Bem por isso, não passou despercebido ao Tribunal de Justiça do Rio Grande do Sul que "a lei que autoriza o Executivo a agir em matérias de sua iniciativa privada implica, em verdade, uma determinação, sendo portanto inconstitucional" (ADIN n°593099377 – rel. Des. Maria Berenice Dias – j. 7/8/00).

Esse E. Sodalício também vem afirmando a inconstitucionalidade das leis autorizativas, forte no entendimento de que as tais “autorizações” são eufemismo de “determinações”, e, por isso, usurpam a competência material do Poder Executivo:

LEIS AUTORIZATIVAS – INCONSTITUCIONALIDADE - Se uma lei fixa o que é próprio da Constituição fixar, pretendendo determinar ou autorizar um Poder constituído no âmbito de sua competência constitucional, essa lei e inconstitucional. — não só inócua ou rebarbativa, — porque estatui o que só o Constituinte pode estatuir O poder de autorizar implica o de não autorizar, sendo, ambos, frente e verso da mesma competência - As leis autorizativas são inconstitucionais por vicio formal de iniciativa, por usurparem a competência material do Poder Executivo e por ferirem o principio constitucional da separação de poderes.

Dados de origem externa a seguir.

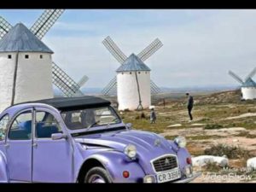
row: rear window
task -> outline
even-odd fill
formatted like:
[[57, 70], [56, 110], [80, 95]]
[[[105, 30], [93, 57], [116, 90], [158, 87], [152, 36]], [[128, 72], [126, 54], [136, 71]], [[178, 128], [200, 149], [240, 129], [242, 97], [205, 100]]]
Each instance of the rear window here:
[[3, 115], [0, 119], [0, 141], [5, 139], [9, 120], [9, 114]]

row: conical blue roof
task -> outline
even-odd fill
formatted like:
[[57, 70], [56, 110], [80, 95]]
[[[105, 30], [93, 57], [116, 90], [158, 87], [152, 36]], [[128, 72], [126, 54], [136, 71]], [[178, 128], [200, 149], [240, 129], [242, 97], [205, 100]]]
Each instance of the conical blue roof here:
[[256, 83], [249, 78], [242, 85], [242, 87], [256, 87]]
[[131, 54], [116, 72], [151, 71], [145, 63], [134, 54]]
[[53, 53], [22, 23], [18, 23], [0, 40], [0, 52]]

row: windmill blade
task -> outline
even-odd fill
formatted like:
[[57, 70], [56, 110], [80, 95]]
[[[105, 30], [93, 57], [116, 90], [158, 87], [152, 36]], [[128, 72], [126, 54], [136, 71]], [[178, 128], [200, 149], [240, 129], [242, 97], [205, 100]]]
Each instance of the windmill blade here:
[[153, 80], [150, 80], [150, 88], [153, 94], [158, 94], [161, 92], [161, 89], [159, 88]]
[[247, 75], [247, 77], [245, 79], [245, 82], [248, 80], [248, 79], [253, 78], [256, 73], [256, 67], [253, 68], [253, 70]]
[[0, 16], [0, 39], [12, 28], [13, 26], [2, 16]]
[[116, 45], [116, 44], [114, 44], [114, 42], [109, 36], [108, 36], [102, 41], [102, 44], [120, 64], [122, 64], [127, 59], [127, 56], [121, 51], [121, 49]]
[[30, 30], [39, 39], [43, 38], [64, 10], [65, 9], [46, 9]]
[[83, 78], [79, 81], [78, 84], [79, 87], [84, 85], [84, 84], [88, 81], [89, 78], [86, 75], [84, 75]]
[[233, 77], [236, 80], [237, 80], [239, 83], [243, 84], [243, 81], [241, 78], [239, 78], [236, 74], [235, 74], [233, 72], [229, 71], [229, 74]]
[[143, 61], [146, 61], [149, 56], [151, 56], [154, 53], [155, 53], [163, 44], [156, 38], [153, 41], [148, 47], [146, 47], [142, 52], [140, 52], [137, 56]]
[[55, 62], [52, 63], [53, 84], [57, 86], [66, 96], [74, 95], [84, 95], [79, 90], [79, 85], [73, 80]]
[[107, 86], [102, 90], [102, 93], [104, 96], [108, 96], [110, 93], [116, 91], [116, 76], [111, 79], [111, 81], [107, 84]]

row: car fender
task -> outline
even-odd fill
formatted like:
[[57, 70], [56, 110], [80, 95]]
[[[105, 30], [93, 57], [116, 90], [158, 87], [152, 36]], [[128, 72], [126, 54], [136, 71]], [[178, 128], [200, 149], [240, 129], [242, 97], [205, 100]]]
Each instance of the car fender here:
[[4, 154], [0, 151], [0, 183], [8, 183], [7, 160]]
[[[113, 183], [139, 183], [143, 181], [145, 172], [136, 160], [131, 160], [123, 153], [115, 150], [102, 151], [90, 155], [88, 160], [98, 160], [107, 170]], [[123, 172], [130, 173], [129, 177], [123, 177]]]

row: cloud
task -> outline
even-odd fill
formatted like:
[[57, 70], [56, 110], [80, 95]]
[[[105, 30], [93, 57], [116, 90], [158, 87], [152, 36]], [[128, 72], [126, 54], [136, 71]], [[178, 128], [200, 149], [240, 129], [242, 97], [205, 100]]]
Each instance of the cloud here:
[[[55, 50], [56, 63], [76, 80], [83, 74], [89, 76], [90, 87], [103, 87], [119, 66], [102, 44], [108, 35], [127, 55], [139, 53], [159, 38], [164, 46], [145, 63], [160, 86], [236, 84], [228, 70], [245, 77], [256, 66], [255, 10], [142, 12], [132, 12], [131, 18], [129, 15], [113, 18], [109, 14], [108, 20], [87, 23], [62, 20], [56, 30], [69, 34], [51, 33], [45, 42]], [[136, 20], [136, 15], [143, 16]]]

VÍCIO DE INICIATIVA QUE NÃO MAIS PODE SER CONSIDERADO SANADO PELA SANÇÃO DO PREFEITO - Cancelamento da Súmula 5, do Colendo Supremo Tribunal Federal.

LEI MUNICIPAL QUE, DEMAIS IMPÕE INDEVIDO AUMENTO DE DESPESA PÚBLICA SEM A INDICAÇÃO DOS RECURSOS DISPONÍVEIS, PRÓPRIOS PARA ATENDER AOS NOVOS ENCARGOS (CE, ART 25). COMPROMETENDO A ATUAÇÃO DO EXECUTIVO NA EXECUÇÃO DO ORÇAMENTO - ARTIGO 176, INCISO I, DA REFERIDA CONSTITUIÇÃO, QUE VEDA O INÍCIO DE PROGRAMAS. PROJETOS E ATIVIDADES NÃO INCLUÍDOS NA LEI ORÇAMENTÁRIA ANUAL (ADIn 142.519-0/5-00, rel. Des. Mohamed Amaro, 15.8.2007).

Nesse panorama, divisa-se como solução deste processo a declaração de inconstitucionalidade, pois “se a Câmara, desatendendo à privatividade do Executivo para esses projetos, votar e aprovar leis sobre tais matérias, caberá ao prefeito vetá-las, por inconstitucionais. Sancionadas e promulgadas que sejam, nem por isso se nos afigura que convalesçam do vício inicial, porque o Executivo não pode renunciar prerrogativas institucionais, inerentes às suas funções, como não pode delegá-las ou aquiescer que o Legislativo as exerça”[4].

Também é forte o argumento contido na inicial de que a lei gera aumento de despesa sem indicação da fonte e, destarte, colide com as disposições dos artigos 25 e 176, inc. I, da Constituição Bandeirante.

3) Conclusão.

Diante do exposto, nosso parecer é no sentido da integral procedência desta ação direta, declarando-se a inconstitucionalidade da Lei n.º 4.256/08 do Município de Valinhos.

São Paulo, 15 de outubro de 2008.

 

 

Maurício Augusto Gomes

Procurador de Justiça

no exercício de função delegada

pelo Procurador-Geral de Justiça

jesp



[1] Hely Lopes Meirelles. Direito Municipal Brasileiro, 16ª. ed., São Paulo: Malheiros, 2008,  p. 675.

[2] Alexandre de Moraes. Direito Constitucional, 23ª. ed., São Paulo: Atlas, 2008, p. 641.

[3] Leis Autorizativas. Revista da Instituição Toledo de Ensino, agosto a novembro de 2000, Bauru, p. 262.

[4] Hely Lopes Meirelles. Direito Municipal Brasileiro, 16ª. ed., São Paulo: Malheiros, 2008,  p. 748.